Now that is a useful tip. Thanks!


----------



## RoxyBlue

Do you have a shot of how this looks lit up at night? I'm curious as to how bright it will be through a layer of paint.


----------



## Spooky1

What Roxy said


----------



## The-Hog-Flu

RoxyBlue said:


> Do you have a shot of how this looks lit up at night? I'm curious as to how bright it will be through a layer of paint.


 Sure....., there's a couple other bulbs on either side lighting other props but here it is. You'll have to experiment with how thick to layer the paint. Less paint is brighter but less color. More paint is more colorful but dimmer.


----------



## RoxyBlue

Looks good! I'd never heard of engine block paint and it looks as if it would be a good solution not only for painting clear bulbs, but also for touching up painted ones that are losing flakes of paint.


----------



## Spoonhead

Great tip! Thanks


----------



## austenandrews

Interesting...


----------



## matrixmom

The engine paint doesnt come in alot of colors though. But great idea, will def use this in the future. They also sell paint for glass at michaels but its more sheer.


----------



## The-Hog-Flu

matrixmom said:


> The engine paint doesnt come in alot of colors though. But great idea, will def use this in the future. They also sell paint for glass at michaels but its more sheer.


Sure they do. You just have to go to an autozone or advanceauto.....or whatever chain is in your area. Mine has all sorts of colors.
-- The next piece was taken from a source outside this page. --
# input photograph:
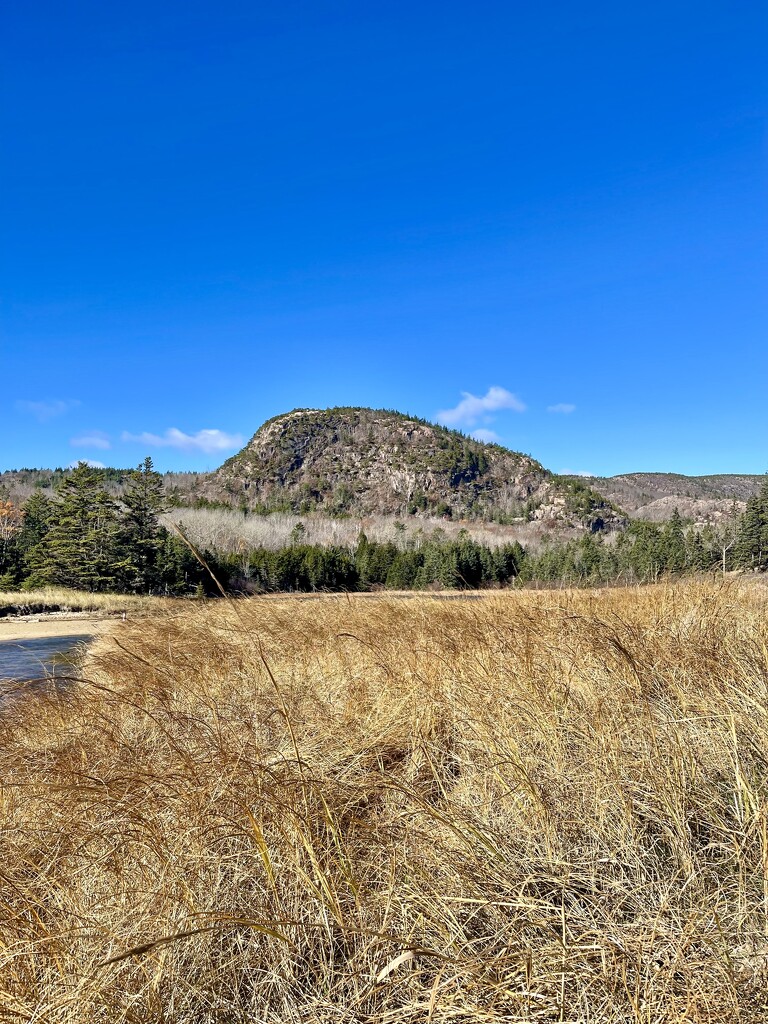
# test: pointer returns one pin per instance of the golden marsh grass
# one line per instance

Different reds, blues, yellows, greens, oranges....heck, it even comes in pink and florecent colors.


----------



## randomr8

Have to try that this evening.


----------



## Sytnathotep

This is interesting I'll have to try this as well!


----------



## Fiend4Halloween

Thanks for the info!!! I was walking my haunt last night and noticed that some of the light on the house walls had...WHITE LIGHT! AArrgh....so i got a few markers and tried coloring over the the flaked off parts of the light....dont laugh, you know you tried it before =p So hearing this is a great solution to having to go buy new ones..plus i need paint for a few projects anyway. Thanks again and Happy Haunting all !


----------



## Offwhiteknight

I've done this too. Brushed on modeling paint actually, but it does work. Dims the light just a bit, but does bring out the color more. So it's a really good way of extending the life of those floods or spots that have started to "go white" in the last year or so, as you save up for LEDs or CFLs.


----------



## ithurt

I have used just plain ol spray paint and it worked fine. I am sure it is not as durable as high temp paint.


----------



## mikeythemars

The engine block paint is a good idea, but I wonder if it too will eventually fade/flake like the OEM coatings bulb manufacturers use.

That's why I have gone to using professional theatrical gels on my floods. They don't fade or flake and also provide a more even and fully saturated effect than any coated bulb is capable of. A comparison of a par 38 colored flood vs. a par 38 white flood projecting through a gel is below (the one on the right is through a gel).










One can easily make a can to hold a standard par 38 white flood that allows using a gel for less than $15; the instructons I used to do this are in the link below:

http://www.instructables.com/id/Outdoor-PAR-Flood-Light-Cans/


----------